Supreme Court asks Centre for fast track-courts for cases against MP, MLAs
The bench said that legislature and Parliament have been coming up with new laws which create different rights and obligations that lead to more cases before the courts.india Updated: Sep 13, 2017 00:19 IST
The Supreme Court nudged the Centre on Tuesday to treat politicians accused of amassing disproportionate assets as a class apart and constitute special courts to fast-track their cases.
A bench also wondered how politicians, after becoming legislators and parliamentarians, start a particular business due to which their assets witness a jump and called for a thorough probe.
“Income under each head should be probed. The public needs an answer. It is not enough that a legislator discloses a legitimate source of income. It is important to inquire how the person got in that position to earn that income,” a bench headed by justice J Chelameswar said.
The remarks were made when attorney general KK Venugopal said the enforcement agencies were making earnest efforts to take up cases where discrepancies were noticed in asset declaration by MPs and MLAs. He said the Central Board of Direct Taxes (CBDT) is looking at all the cases.
Venugopal referred to CBDT’s affidavit a day earlier, informing the SC that IT department had initiated a deeper probe against seven Lok Sabha MPs and 98 sitting MLAs after noticing that the assets they declared after they were elected last were disproportionate to known sources of income. A sealed cover report was handed over to the bench that gave details of the probe.

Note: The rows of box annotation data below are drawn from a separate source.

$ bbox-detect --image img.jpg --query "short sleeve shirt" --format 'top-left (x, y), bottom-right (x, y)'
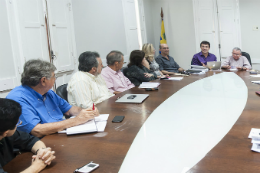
top-left (0, 130), bottom-right (39, 173)
top-left (155, 55), bottom-right (180, 73)
top-left (6, 85), bottom-right (72, 133)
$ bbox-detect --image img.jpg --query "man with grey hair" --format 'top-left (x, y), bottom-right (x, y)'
top-left (7, 60), bottom-right (99, 137)
top-left (101, 50), bottom-right (135, 94)
top-left (221, 47), bottom-right (252, 70)
top-left (67, 51), bottom-right (114, 108)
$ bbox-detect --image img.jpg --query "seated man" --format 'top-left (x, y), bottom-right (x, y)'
top-left (191, 41), bottom-right (217, 67)
top-left (155, 44), bottom-right (184, 74)
top-left (101, 51), bottom-right (135, 94)
top-left (221, 47), bottom-right (252, 70)
top-left (0, 98), bottom-right (55, 173)
top-left (67, 51), bottom-right (114, 108)
top-left (7, 60), bottom-right (98, 137)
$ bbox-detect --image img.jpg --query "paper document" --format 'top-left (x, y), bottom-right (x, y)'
top-left (138, 82), bottom-right (161, 88)
top-left (58, 114), bottom-right (109, 135)
top-left (251, 80), bottom-right (260, 84)
top-left (166, 77), bottom-right (183, 80)
top-left (250, 74), bottom-right (260, 77)
top-left (251, 144), bottom-right (260, 153)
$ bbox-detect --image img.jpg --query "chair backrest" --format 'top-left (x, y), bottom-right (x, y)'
top-left (242, 52), bottom-right (252, 66)
top-left (56, 84), bottom-right (68, 101)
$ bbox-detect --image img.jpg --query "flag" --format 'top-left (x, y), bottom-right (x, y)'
top-left (160, 19), bottom-right (167, 44)
top-left (159, 8), bottom-right (167, 54)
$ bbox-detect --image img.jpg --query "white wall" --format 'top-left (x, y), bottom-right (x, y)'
top-left (144, 0), bottom-right (196, 69)
top-left (239, 0), bottom-right (260, 70)
top-left (72, 0), bottom-right (127, 64)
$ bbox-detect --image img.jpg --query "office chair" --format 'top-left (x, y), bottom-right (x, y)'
top-left (242, 52), bottom-right (252, 66)
top-left (56, 84), bottom-right (68, 101)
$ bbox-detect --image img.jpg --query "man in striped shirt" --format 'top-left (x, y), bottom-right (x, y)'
top-left (67, 51), bottom-right (114, 108)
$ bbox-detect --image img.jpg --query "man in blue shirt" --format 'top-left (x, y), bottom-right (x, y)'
top-left (7, 60), bottom-right (99, 137)
top-left (191, 41), bottom-right (217, 67)
top-left (155, 44), bottom-right (184, 75)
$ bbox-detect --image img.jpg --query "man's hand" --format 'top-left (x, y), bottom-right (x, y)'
top-left (144, 73), bottom-right (153, 78)
top-left (32, 147), bottom-right (56, 165)
top-left (178, 67), bottom-right (184, 72)
top-left (75, 107), bottom-right (99, 124)
top-left (29, 155), bottom-right (47, 172)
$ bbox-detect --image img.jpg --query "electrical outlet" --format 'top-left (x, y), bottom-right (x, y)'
top-left (253, 26), bottom-right (259, 31)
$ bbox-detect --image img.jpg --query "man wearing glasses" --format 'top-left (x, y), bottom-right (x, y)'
top-left (191, 41), bottom-right (217, 67)
top-left (0, 98), bottom-right (55, 173)
top-left (221, 47), bottom-right (252, 70)
top-left (155, 44), bottom-right (184, 75)
top-left (7, 59), bottom-right (99, 137)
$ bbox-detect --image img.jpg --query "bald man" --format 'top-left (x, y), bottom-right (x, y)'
top-left (155, 44), bottom-right (184, 75)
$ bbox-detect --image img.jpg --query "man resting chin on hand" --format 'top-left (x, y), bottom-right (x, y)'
top-left (0, 98), bottom-right (55, 173)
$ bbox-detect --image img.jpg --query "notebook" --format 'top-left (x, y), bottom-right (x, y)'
top-left (116, 94), bottom-right (149, 103)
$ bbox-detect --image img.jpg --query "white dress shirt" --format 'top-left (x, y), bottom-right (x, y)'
top-left (67, 71), bottom-right (114, 108)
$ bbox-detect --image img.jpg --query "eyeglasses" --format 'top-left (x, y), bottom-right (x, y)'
top-left (16, 120), bottom-right (23, 127)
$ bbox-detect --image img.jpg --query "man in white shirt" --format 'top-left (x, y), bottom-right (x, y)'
top-left (67, 51), bottom-right (114, 108)
top-left (222, 47), bottom-right (252, 70)
top-left (101, 50), bottom-right (135, 94)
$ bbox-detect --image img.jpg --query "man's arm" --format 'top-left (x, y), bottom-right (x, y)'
top-left (162, 70), bottom-right (174, 75)
top-left (65, 106), bottom-right (82, 116)
top-left (178, 67), bottom-right (184, 72)
top-left (31, 108), bottom-right (98, 137)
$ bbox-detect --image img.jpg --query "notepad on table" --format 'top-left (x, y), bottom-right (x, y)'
top-left (138, 82), bottom-right (160, 88)
top-left (59, 114), bottom-right (109, 135)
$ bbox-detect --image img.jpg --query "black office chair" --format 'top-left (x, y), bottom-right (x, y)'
top-left (242, 52), bottom-right (252, 66)
top-left (56, 84), bottom-right (68, 101)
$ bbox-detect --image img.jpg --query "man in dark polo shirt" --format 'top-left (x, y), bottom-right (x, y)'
top-left (0, 98), bottom-right (55, 173)
top-left (155, 44), bottom-right (184, 74)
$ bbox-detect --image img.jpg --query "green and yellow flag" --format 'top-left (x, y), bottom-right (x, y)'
top-left (159, 8), bottom-right (167, 54)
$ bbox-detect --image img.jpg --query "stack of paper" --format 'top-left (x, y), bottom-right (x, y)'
top-left (250, 74), bottom-right (260, 77)
top-left (248, 128), bottom-right (260, 153)
top-left (138, 82), bottom-right (160, 88)
top-left (59, 114), bottom-right (109, 135)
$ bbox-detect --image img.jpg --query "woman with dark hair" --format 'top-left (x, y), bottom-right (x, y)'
top-left (125, 50), bottom-right (157, 86)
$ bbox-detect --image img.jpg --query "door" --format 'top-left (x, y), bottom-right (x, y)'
top-left (217, 0), bottom-right (241, 57)
top-left (122, 0), bottom-right (139, 55)
top-left (47, 0), bottom-right (76, 72)
top-left (17, 0), bottom-right (50, 62)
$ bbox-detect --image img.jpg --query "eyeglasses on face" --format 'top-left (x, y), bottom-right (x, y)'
top-left (16, 119), bottom-right (23, 127)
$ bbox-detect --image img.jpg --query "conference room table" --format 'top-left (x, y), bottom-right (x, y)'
top-left (4, 71), bottom-right (260, 173)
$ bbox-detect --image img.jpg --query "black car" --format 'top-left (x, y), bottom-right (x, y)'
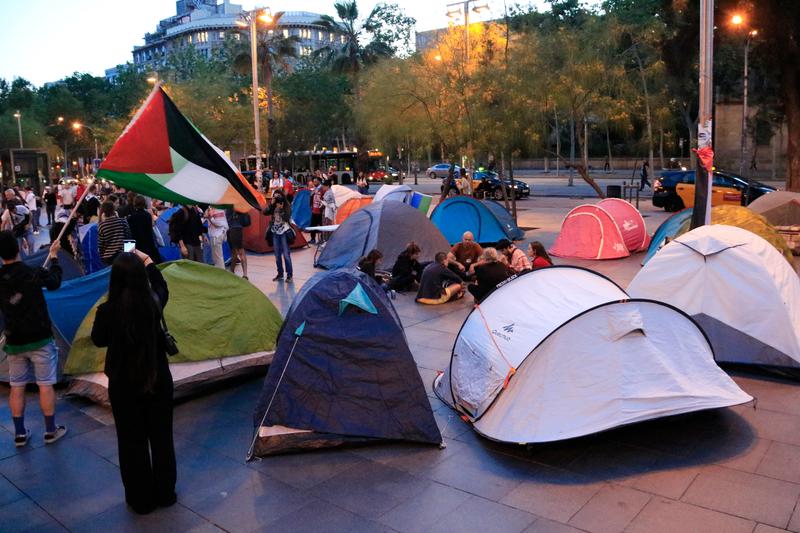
top-left (653, 170), bottom-right (775, 211)
top-left (441, 171), bottom-right (531, 201)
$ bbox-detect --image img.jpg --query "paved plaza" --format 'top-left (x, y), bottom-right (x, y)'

The bench, however, had several questions. Justice Chelameswar quoted the Vohra committee report regarding nexus between politicians, bureaucrats, businessmen and criminals and said nothing had changed since then.
“ What happened after that ? Is it not high time we did something about it?” the court asked Venugopal as it reserved its order on a PIL that wants it mandatory for politicians to declare their and their family members’ sources of income at the time of filling up nomination papers. The department, court felt, should ascertain the factors that lead an MLA and MP to amass huge wealth within a short span of time.